Stock meme refers to a few select stocks that are suddenly gaining popularity on the internet and lead to sky-high prices and unusually high trading volume. While some Reddit traders have been able to make a lot of money in a short period of time by buying and then selling AMC and / or GameStop at the right time, investing in stocks even is usually very risky.
The value of a meme share is a result of its social media hype and not necessarily the company’s performance. While there is the potential for monumental gains, investors in memes are more likely to incur potentially larger losses as stocks become overvalued and their price drops significantly.
Where to put your money instead of meme stocks
While the idea of amassing insane wealth overnight is obviously appealing, the reality is that the odds are dire against anyone trying to outsmart the market. Memes investors who walked away with a lot of money may have been very lucky. This type of trading is ultimately not very different from gambling.
Instead of actively trying to find the next trending stock, you’re better off taking a more passive approach to index investing. Unlike individual stocks, index investing offers automatic diversification that spreads your risk so you don’t have to worry about losing all of your money on one bad trade. (Of course, there is some risk involved with any investment.)
How to invest in an index fund
A broker like Avant-garde is a good choice for passive investors who want to hold funds for the long term as it does not offer a lot of tools for those who are more active traders or interested in short term trading. Vanguard is also distinguished by its low costs. The expense ratios (essentially management fees) of its ETFs and mutual funds are among the lowest in the market, averaging 0.10%, which means that every $ 10,000 invested costs $ 10 per year. .
Once your account is opened and funded, you can also choose from a number of different index funds, such as an S&P 500 fund, a fund that tracks government bonds, or a fund that tracks international stocks. Funds that follow the S&P 500 are generally an effective way to generate a good return on your money over time.
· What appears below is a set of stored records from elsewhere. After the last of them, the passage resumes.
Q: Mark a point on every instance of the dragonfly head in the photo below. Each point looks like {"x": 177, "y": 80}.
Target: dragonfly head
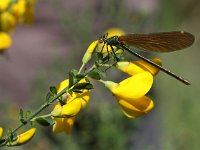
{"x": 109, "y": 41}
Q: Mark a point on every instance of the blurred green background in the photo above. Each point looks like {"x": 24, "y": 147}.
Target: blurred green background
{"x": 42, "y": 55}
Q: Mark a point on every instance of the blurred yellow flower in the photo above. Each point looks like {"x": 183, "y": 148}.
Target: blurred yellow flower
{"x": 18, "y": 10}
{"x": 134, "y": 67}
{"x": 4, "y": 4}
{"x": 130, "y": 94}
{"x": 1, "y": 132}
{"x": 64, "y": 116}
{"x": 5, "y": 41}
{"x": 29, "y": 12}
{"x": 111, "y": 32}
{"x": 7, "y": 22}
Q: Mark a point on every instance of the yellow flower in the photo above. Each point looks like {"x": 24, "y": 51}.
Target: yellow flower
{"x": 23, "y": 138}
{"x": 64, "y": 116}
{"x": 111, "y": 32}
{"x": 5, "y": 41}
{"x": 4, "y": 4}
{"x": 134, "y": 67}
{"x": 29, "y": 12}
{"x": 7, "y": 22}
{"x": 130, "y": 94}
{"x": 1, "y": 132}
{"x": 18, "y": 10}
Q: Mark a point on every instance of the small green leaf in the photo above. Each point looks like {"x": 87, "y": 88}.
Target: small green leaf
{"x": 99, "y": 57}
{"x": 21, "y": 116}
{"x": 45, "y": 121}
{"x": 27, "y": 114}
{"x": 79, "y": 77}
{"x": 94, "y": 75}
{"x": 81, "y": 86}
{"x": 53, "y": 90}
{"x": 49, "y": 96}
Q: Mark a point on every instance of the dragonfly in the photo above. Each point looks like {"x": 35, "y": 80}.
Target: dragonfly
{"x": 156, "y": 42}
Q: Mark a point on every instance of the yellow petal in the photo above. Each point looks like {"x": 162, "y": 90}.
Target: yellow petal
{"x": 135, "y": 67}
{"x": 68, "y": 124}
{"x": 84, "y": 98}
{"x": 72, "y": 108}
{"x": 136, "y": 108}
{"x": 5, "y": 41}
{"x": 1, "y": 132}
{"x": 63, "y": 125}
{"x": 4, "y": 4}
{"x": 18, "y": 10}
{"x": 134, "y": 87}
{"x": 29, "y": 12}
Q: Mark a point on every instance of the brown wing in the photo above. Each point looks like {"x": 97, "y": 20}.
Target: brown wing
{"x": 159, "y": 42}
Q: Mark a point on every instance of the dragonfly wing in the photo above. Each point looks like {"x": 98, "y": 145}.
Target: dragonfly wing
{"x": 159, "y": 42}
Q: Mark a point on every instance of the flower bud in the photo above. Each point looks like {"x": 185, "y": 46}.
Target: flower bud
{"x": 24, "y": 137}
{"x": 89, "y": 52}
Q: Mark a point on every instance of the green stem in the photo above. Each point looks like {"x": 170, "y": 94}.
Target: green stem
{"x": 45, "y": 105}
{"x": 82, "y": 66}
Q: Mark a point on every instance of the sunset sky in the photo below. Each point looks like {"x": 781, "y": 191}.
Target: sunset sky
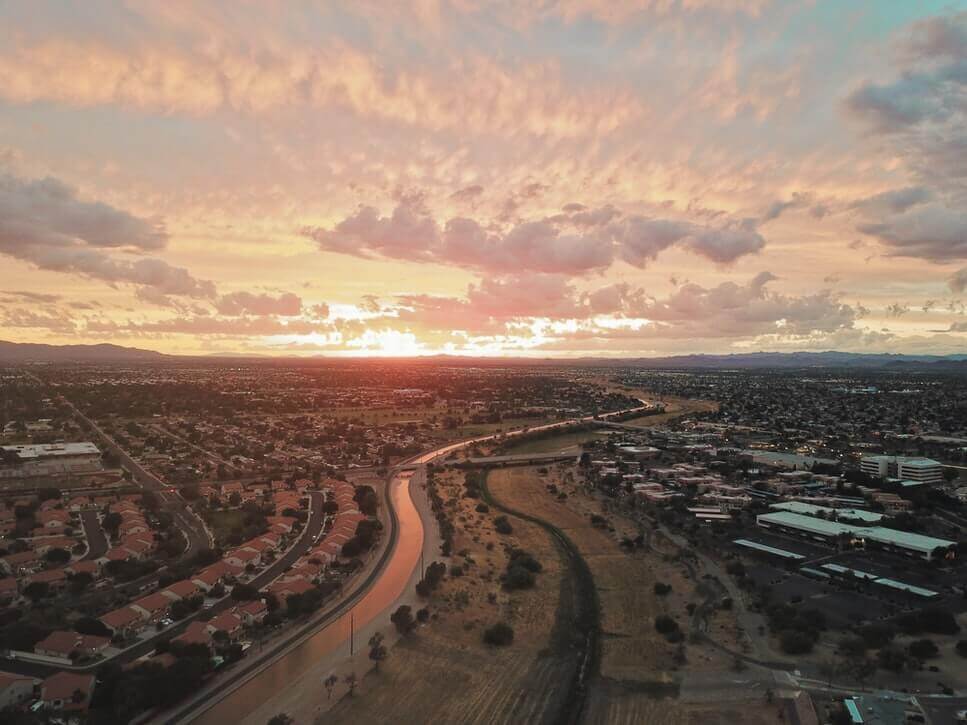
{"x": 583, "y": 177}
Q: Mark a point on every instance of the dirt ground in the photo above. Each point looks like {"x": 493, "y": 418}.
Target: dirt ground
{"x": 443, "y": 672}
{"x": 640, "y": 669}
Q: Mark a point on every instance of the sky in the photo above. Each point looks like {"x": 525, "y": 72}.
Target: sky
{"x": 549, "y": 179}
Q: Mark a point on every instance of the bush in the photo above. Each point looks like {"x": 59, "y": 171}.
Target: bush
{"x": 499, "y": 635}
{"x": 519, "y": 557}
{"x": 923, "y": 649}
{"x": 402, "y": 618}
{"x": 517, "y": 577}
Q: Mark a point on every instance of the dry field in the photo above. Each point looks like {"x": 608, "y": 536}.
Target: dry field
{"x": 444, "y": 673}
{"x": 640, "y": 670}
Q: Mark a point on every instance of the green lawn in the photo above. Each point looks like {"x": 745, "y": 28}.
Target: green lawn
{"x": 223, "y": 523}
{"x": 556, "y": 443}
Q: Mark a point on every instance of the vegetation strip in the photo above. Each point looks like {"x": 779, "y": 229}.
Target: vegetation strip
{"x": 241, "y": 677}
{"x": 588, "y": 619}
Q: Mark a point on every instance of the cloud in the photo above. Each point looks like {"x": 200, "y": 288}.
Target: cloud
{"x": 41, "y": 297}
{"x": 246, "y": 303}
{"x": 233, "y": 74}
{"x": 43, "y": 222}
{"x": 573, "y": 242}
{"x": 931, "y": 231}
{"x": 958, "y": 281}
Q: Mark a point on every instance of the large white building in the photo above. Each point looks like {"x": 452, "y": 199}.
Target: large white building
{"x": 921, "y": 470}
{"x": 49, "y": 459}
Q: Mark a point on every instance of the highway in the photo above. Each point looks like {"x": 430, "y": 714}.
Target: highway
{"x": 256, "y": 681}
{"x": 303, "y": 544}
{"x": 97, "y": 545}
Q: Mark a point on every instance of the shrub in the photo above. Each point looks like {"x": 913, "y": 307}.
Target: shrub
{"x": 519, "y": 557}
{"x": 517, "y": 577}
{"x": 499, "y": 635}
{"x": 403, "y": 619}
{"x": 923, "y": 649}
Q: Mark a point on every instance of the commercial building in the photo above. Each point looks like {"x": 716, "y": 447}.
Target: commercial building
{"x": 49, "y": 459}
{"x": 819, "y": 529}
{"x": 921, "y": 470}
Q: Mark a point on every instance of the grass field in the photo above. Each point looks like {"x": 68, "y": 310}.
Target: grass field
{"x": 557, "y": 443}
{"x": 222, "y": 523}
{"x": 639, "y": 668}
{"x": 444, "y": 673}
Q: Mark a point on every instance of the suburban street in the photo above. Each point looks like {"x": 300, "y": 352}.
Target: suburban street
{"x": 97, "y": 544}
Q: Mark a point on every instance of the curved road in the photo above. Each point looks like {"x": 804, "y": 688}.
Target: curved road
{"x": 232, "y": 700}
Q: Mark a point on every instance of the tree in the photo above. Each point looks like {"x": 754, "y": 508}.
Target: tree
{"x": 403, "y": 619}
{"x": 330, "y": 683}
{"x": 36, "y": 590}
{"x": 923, "y": 649}
{"x": 502, "y": 525}
{"x": 828, "y": 669}
{"x": 91, "y": 625}
{"x": 57, "y": 556}
{"x": 244, "y": 593}
{"x": 377, "y": 651}
{"x": 81, "y": 581}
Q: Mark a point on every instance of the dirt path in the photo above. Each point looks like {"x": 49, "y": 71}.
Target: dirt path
{"x": 443, "y": 672}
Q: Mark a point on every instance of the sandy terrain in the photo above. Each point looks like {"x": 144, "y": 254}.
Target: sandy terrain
{"x": 443, "y": 672}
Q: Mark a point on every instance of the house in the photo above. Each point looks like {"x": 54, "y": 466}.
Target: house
{"x": 153, "y": 607}
{"x": 20, "y": 564}
{"x": 284, "y": 590}
{"x": 16, "y": 690}
{"x": 227, "y": 622}
{"x": 212, "y": 575}
{"x": 55, "y": 579}
{"x": 184, "y": 589}
{"x": 84, "y": 567}
{"x": 196, "y": 633}
{"x": 253, "y": 613}
{"x": 8, "y": 589}
{"x": 67, "y": 691}
{"x": 53, "y": 518}
{"x": 242, "y": 557}
{"x": 65, "y": 644}
{"x": 124, "y": 621}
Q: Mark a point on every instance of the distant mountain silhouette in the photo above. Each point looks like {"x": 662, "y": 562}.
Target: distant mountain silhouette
{"x": 34, "y": 352}
{"x": 15, "y": 352}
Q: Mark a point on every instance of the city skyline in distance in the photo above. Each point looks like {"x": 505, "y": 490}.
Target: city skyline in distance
{"x": 586, "y": 180}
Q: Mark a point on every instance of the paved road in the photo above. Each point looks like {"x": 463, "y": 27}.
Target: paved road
{"x": 191, "y": 526}
{"x": 304, "y": 543}
{"x": 97, "y": 545}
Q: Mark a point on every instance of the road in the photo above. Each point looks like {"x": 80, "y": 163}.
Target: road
{"x": 312, "y": 529}
{"x": 233, "y": 699}
{"x": 190, "y": 524}
{"x": 97, "y": 545}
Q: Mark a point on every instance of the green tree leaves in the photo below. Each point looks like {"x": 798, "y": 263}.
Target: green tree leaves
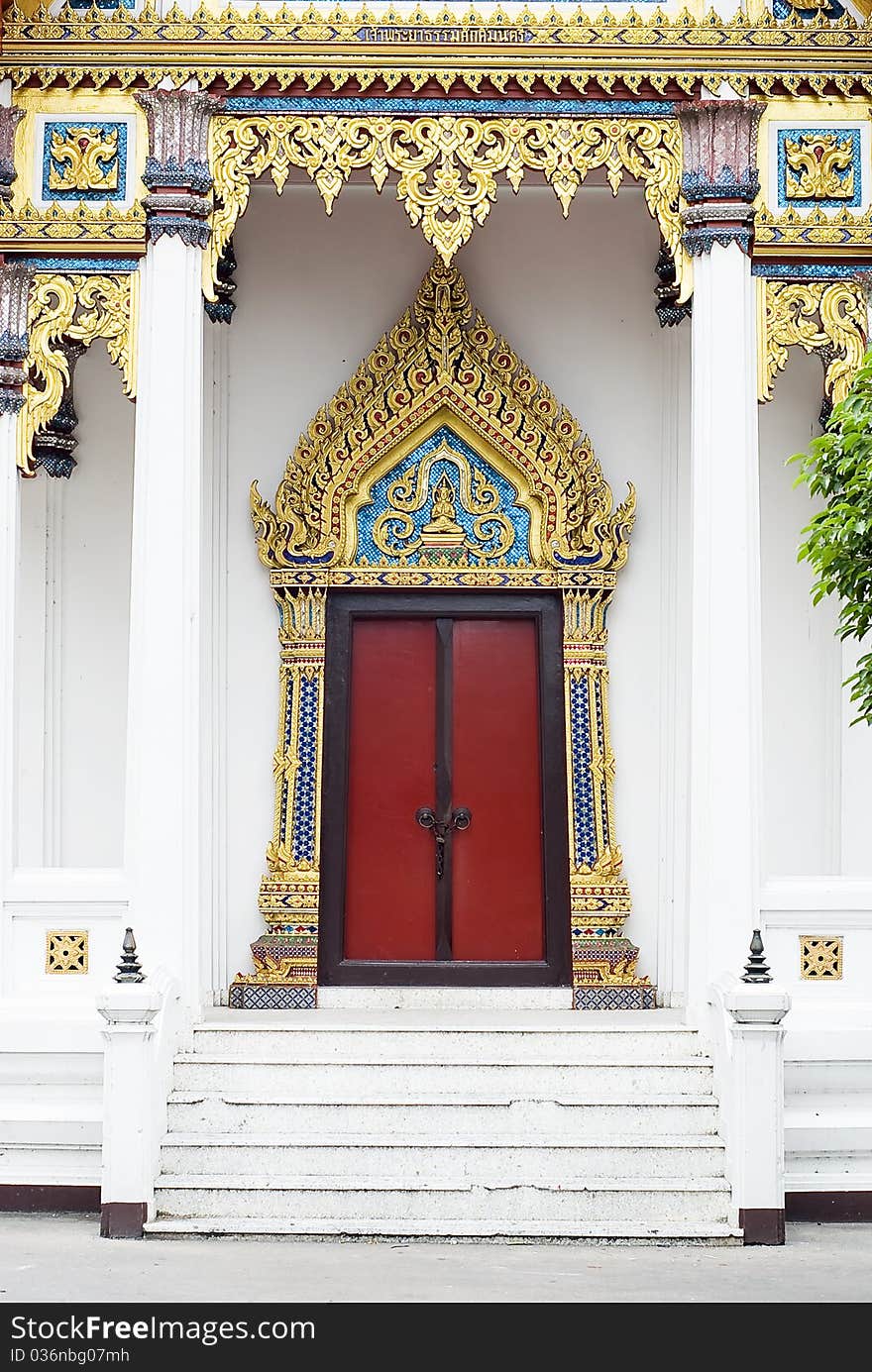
{"x": 838, "y": 539}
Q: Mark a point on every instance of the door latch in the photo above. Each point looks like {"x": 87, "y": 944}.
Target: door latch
{"x": 460, "y": 818}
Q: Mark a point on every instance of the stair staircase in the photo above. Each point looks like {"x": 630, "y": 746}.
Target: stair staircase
{"x": 465, "y": 1124}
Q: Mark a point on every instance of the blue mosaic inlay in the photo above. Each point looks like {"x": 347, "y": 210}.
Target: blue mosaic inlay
{"x": 478, "y": 534}
{"x": 287, "y": 726}
{"x": 55, "y": 164}
{"x": 362, "y": 104}
{"x": 783, "y": 10}
{"x": 808, "y": 270}
{"x": 853, "y": 171}
{"x": 88, "y": 264}
{"x": 583, "y": 781}
{"x": 306, "y": 773}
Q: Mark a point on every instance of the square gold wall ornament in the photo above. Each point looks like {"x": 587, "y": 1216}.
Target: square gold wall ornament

Historically, the S&P 500 average annual return hovers around 10%. Of course, past performance is no guarantee of future gains.
For an option without any expense ratio, consider the loyalty ZERO Large Cap Index (FNILX). Although the fund does not technically replicate the S&P 500, the Fidelity US Large Cap Index tracks large cap stocks, which the website says, “are considered stocks of the 500 largest US companies.”
If you want to trade stocks even
For those who still feel like trading the next viral stock, invest only with money you can afford to lose. Before investing, you should make sure that you already have an emergency fund, that you have paid off your high interest debt, and that you are already contributing to a retirement account (and that you are responding to any matching employer. 401 (k), if applicable).
When you are ready to buy stocks, you must first open a taxable brokerage account. Robin Hood and Webull are two popular trading platforms for active investors with easy-to-use mobile investing apps. Additionally, Webull offers IRAs (Traditional, Roth, and Rollover) so users can manage their retirement funds as well as their stocks in one place.
Both companies also allow investors to buy fractional shares, so you can buy a portion of the stock without going too deep. Experts generally suggest limiting the selection of individual securities to 5% to 10% of your overall investment portfolio.
Editorial note: Any opinions, analysis, criticism or recommendations expressed in this article are the sole responsibility of the editorial staff of Select and have not been reviewed, endorsed or otherwise approved by any third party.